Chinese customers accounted for approximately 29% of ASML's 2025 revenue. That figure is itself a product of restriction: China loaded up on DUV equipment in 2022 and 2023 before restrictions tightened, and some of that revenue has since moderated. The current 29% share represents the equilibrium after the initial DUV rush, not a peak.
The April 2026 House bill targeting expanded export restrictions on DUV equipment to China represents a qualitative escalation. The legislation, as reported on April 3, would bar ASML from selling equipment that it currently ships to Chinese fabs without restriction. That equipment is not EUV. It is the mature-node DUV machinery that powers a significant portion of Chinese semiconductor manufacturing capacity.

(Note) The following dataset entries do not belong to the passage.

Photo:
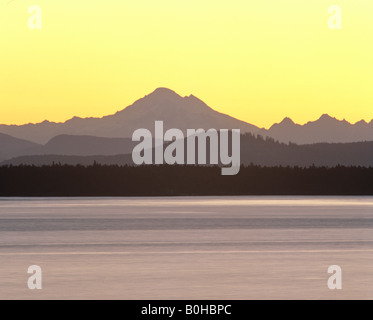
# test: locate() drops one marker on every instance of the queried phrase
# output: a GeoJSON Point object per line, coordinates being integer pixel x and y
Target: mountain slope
{"type": "Point", "coordinates": [325, 129]}
{"type": "Point", "coordinates": [12, 147]}
{"type": "Point", "coordinates": [254, 150]}
{"type": "Point", "coordinates": [163, 104]}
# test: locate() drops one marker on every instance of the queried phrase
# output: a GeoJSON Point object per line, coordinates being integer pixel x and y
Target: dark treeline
{"type": "Point", "coordinates": [100, 180]}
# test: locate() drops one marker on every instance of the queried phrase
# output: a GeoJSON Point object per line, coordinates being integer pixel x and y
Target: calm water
{"type": "Point", "coordinates": [187, 248]}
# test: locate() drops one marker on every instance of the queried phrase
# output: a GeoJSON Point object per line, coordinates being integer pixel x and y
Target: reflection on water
{"type": "Point", "coordinates": [187, 248]}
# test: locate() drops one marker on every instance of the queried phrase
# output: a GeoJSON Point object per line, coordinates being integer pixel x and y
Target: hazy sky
{"type": "Point", "coordinates": [255, 60]}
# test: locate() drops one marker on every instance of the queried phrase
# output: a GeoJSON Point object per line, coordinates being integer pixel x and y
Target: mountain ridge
{"type": "Point", "coordinates": [189, 112]}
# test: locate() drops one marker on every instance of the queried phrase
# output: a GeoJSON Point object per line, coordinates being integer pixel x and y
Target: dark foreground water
{"type": "Point", "coordinates": [187, 248]}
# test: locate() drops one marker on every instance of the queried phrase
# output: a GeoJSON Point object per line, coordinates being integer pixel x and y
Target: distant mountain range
{"type": "Point", "coordinates": [188, 113]}
{"type": "Point", "coordinates": [107, 140]}
{"type": "Point", "coordinates": [254, 150]}
{"type": "Point", "coordinates": [325, 129]}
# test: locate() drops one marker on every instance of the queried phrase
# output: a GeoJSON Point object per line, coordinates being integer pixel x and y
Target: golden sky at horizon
{"type": "Point", "coordinates": [258, 61]}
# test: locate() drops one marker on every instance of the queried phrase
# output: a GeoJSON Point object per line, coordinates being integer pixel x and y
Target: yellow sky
{"type": "Point", "coordinates": [258, 61]}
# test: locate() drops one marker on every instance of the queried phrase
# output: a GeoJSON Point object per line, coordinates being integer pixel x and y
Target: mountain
{"type": "Point", "coordinates": [254, 150]}
{"type": "Point", "coordinates": [189, 113]}
{"type": "Point", "coordinates": [163, 104]}
{"type": "Point", "coordinates": [84, 146]}
{"type": "Point", "coordinates": [325, 129]}
{"type": "Point", "coordinates": [11, 147]}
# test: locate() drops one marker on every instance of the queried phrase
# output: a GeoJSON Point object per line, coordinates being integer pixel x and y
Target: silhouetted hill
{"type": "Point", "coordinates": [11, 147]}
{"type": "Point", "coordinates": [97, 180]}
{"type": "Point", "coordinates": [84, 146]}
{"type": "Point", "coordinates": [325, 129]}
{"type": "Point", "coordinates": [163, 104]}
{"type": "Point", "coordinates": [255, 150]}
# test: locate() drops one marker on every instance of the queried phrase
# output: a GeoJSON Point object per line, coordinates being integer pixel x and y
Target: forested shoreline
{"type": "Point", "coordinates": [105, 180]}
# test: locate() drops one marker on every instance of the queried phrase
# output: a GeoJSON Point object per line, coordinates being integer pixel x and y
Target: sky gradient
{"type": "Point", "coordinates": [258, 61]}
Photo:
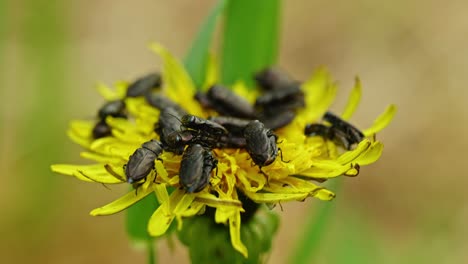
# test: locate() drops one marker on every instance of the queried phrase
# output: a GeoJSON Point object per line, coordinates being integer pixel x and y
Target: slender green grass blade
{"type": "Point", "coordinates": [250, 41]}
{"type": "Point", "coordinates": [138, 216]}
{"type": "Point", "coordinates": [196, 62]}
{"type": "Point", "coordinates": [3, 33]}
{"type": "Point", "coordinates": [44, 39]}
{"type": "Point", "coordinates": [317, 223]}
{"type": "Point", "coordinates": [196, 59]}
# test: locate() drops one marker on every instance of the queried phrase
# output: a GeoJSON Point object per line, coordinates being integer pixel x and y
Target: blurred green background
{"type": "Point", "coordinates": [407, 208]}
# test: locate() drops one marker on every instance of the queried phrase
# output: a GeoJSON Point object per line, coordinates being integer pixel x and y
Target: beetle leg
{"type": "Point", "coordinates": [113, 173]}
{"type": "Point", "coordinates": [281, 155]}
{"type": "Point", "coordinates": [82, 173]}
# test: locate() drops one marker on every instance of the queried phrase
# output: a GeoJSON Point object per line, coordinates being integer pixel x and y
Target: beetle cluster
{"type": "Point", "coordinates": [239, 124]}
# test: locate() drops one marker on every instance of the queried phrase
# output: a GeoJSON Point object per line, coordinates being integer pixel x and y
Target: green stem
{"type": "Point", "coordinates": [151, 252]}
{"type": "Point", "coordinates": [314, 231]}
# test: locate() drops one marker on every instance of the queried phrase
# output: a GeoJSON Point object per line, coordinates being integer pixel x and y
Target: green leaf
{"type": "Point", "coordinates": [138, 216]}
{"type": "Point", "coordinates": [250, 39]}
{"type": "Point", "coordinates": [314, 230]}
{"type": "Point", "coordinates": [40, 136]}
{"type": "Point", "coordinates": [197, 58]}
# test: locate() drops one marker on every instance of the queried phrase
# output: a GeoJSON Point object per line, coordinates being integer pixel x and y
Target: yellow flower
{"type": "Point", "coordinates": [309, 158]}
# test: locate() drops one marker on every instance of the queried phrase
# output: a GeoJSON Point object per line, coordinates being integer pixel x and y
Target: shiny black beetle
{"type": "Point", "coordinates": [260, 143]}
{"type": "Point", "coordinates": [353, 134]}
{"type": "Point", "coordinates": [169, 124]}
{"type": "Point", "coordinates": [196, 167]}
{"type": "Point", "coordinates": [162, 102]}
{"type": "Point", "coordinates": [340, 131]}
{"type": "Point", "coordinates": [204, 126]}
{"type": "Point", "coordinates": [141, 162]}
{"type": "Point", "coordinates": [272, 79]}
{"type": "Point", "coordinates": [114, 108]}
{"type": "Point", "coordinates": [226, 102]}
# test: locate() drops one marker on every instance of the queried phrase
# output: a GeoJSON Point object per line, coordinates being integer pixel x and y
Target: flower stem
{"type": "Point", "coordinates": [314, 230]}
{"type": "Point", "coordinates": [151, 252]}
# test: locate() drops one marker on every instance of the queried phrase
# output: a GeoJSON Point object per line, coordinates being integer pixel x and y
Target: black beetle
{"type": "Point", "coordinates": [114, 108]}
{"type": "Point", "coordinates": [169, 123]}
{"type": "Point", "coordinates": [260, 143]}
{"type": "Point", "coordinates": [226, 102]}
{"type": "Point", "coordinates": [195, 168]}
{"type": "Point", "coordinates": [204, 126]}
{"type": "Point", "coordinates": [203, 99]}
{"type": "Point", "coordinates": [331, 133]}
{"type": "Point", "coordinates": [353, 135]}
{"type": "Point", "coordinates": [161, 102]}
{"type": "Point", "coordinates": [144, 84]}
{"type": "Point", "coordinates": [278, 120]}
{"type": "Point", "coordinates": [141, 162]}
{"type": "Point", "coordinates": [291, 95]}
{"type": "Point", "coordinates": [101, 129]}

If the bill passes and is signed into law, ASML faces a binary outcome. In the optimistic version, TSMC and Samsung accelerate capacity additions and absorb the displaced volume within two to three years. In the pessimistic version, ASML's revenue growth stalls as the company waits for non-Chinese demand to catch up, while its cost base remains fixed against a contracted backlog.

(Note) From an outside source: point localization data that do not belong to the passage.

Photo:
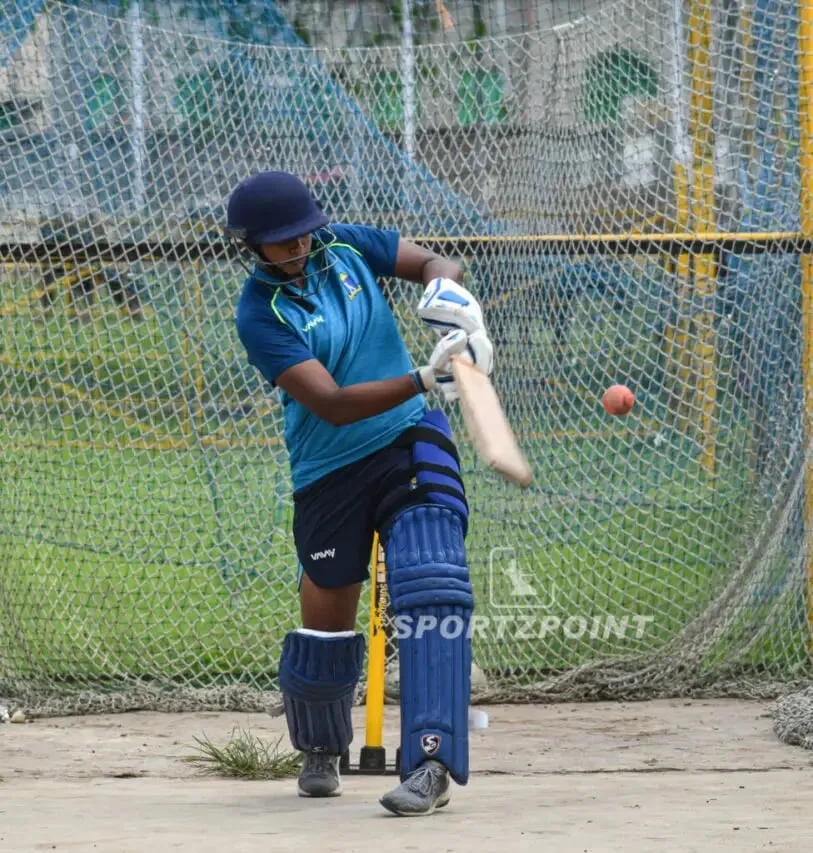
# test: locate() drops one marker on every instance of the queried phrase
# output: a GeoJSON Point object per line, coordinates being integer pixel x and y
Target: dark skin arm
{"type": "Point", "coordinates": [310, 384]}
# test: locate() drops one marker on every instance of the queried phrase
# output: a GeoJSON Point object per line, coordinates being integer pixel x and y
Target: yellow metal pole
{"type": "Point", "coordinates": [806, 173]}
{"type": "Point", "coordinates": [377, 649]}
{"type": "Point", "coordinates": [703, 208]}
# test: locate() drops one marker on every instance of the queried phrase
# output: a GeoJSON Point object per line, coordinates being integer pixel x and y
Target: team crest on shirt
{"type": "Point", "coordinates": [351, 288]}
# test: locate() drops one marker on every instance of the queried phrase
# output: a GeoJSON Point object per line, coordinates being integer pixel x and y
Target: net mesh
{"type": "Point", "coordinates": [145, 526]}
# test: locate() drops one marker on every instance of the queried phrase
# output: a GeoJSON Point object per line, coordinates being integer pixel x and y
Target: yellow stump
{"type": "Point", "coordinates": [377, 648]}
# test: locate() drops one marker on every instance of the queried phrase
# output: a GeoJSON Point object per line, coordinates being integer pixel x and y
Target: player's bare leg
{"type": "Point", "coordinates": [319, 670]}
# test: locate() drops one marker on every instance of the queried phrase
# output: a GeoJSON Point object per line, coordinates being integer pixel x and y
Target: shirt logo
{"type": "Point", "coordinates": [311, 323]}
{"type": "Point", "coordinates": [351, 288]}
{"type": "Point", "coordinates": [320, 555]}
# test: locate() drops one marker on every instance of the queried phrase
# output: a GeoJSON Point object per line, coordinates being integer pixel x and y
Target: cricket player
{"type": "Point", "coordinates": [365, 453]}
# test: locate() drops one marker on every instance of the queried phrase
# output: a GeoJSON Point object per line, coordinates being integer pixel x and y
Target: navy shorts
{"type": "Point", "coordinates": [336, 517]}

The stock currently prices the optimistic version. The market's assumption is that AI-driven demand from TSMC, Samsung, and Intel is large enough to absorb the China volume and then some. That assumption may prove correct. But it requires three things to happen simultaneously: AI capex spending holds at current levels, non-China customers build capacity on an accelerated timeline, and no political escalation further restricts what ASML can supply to China in the interim.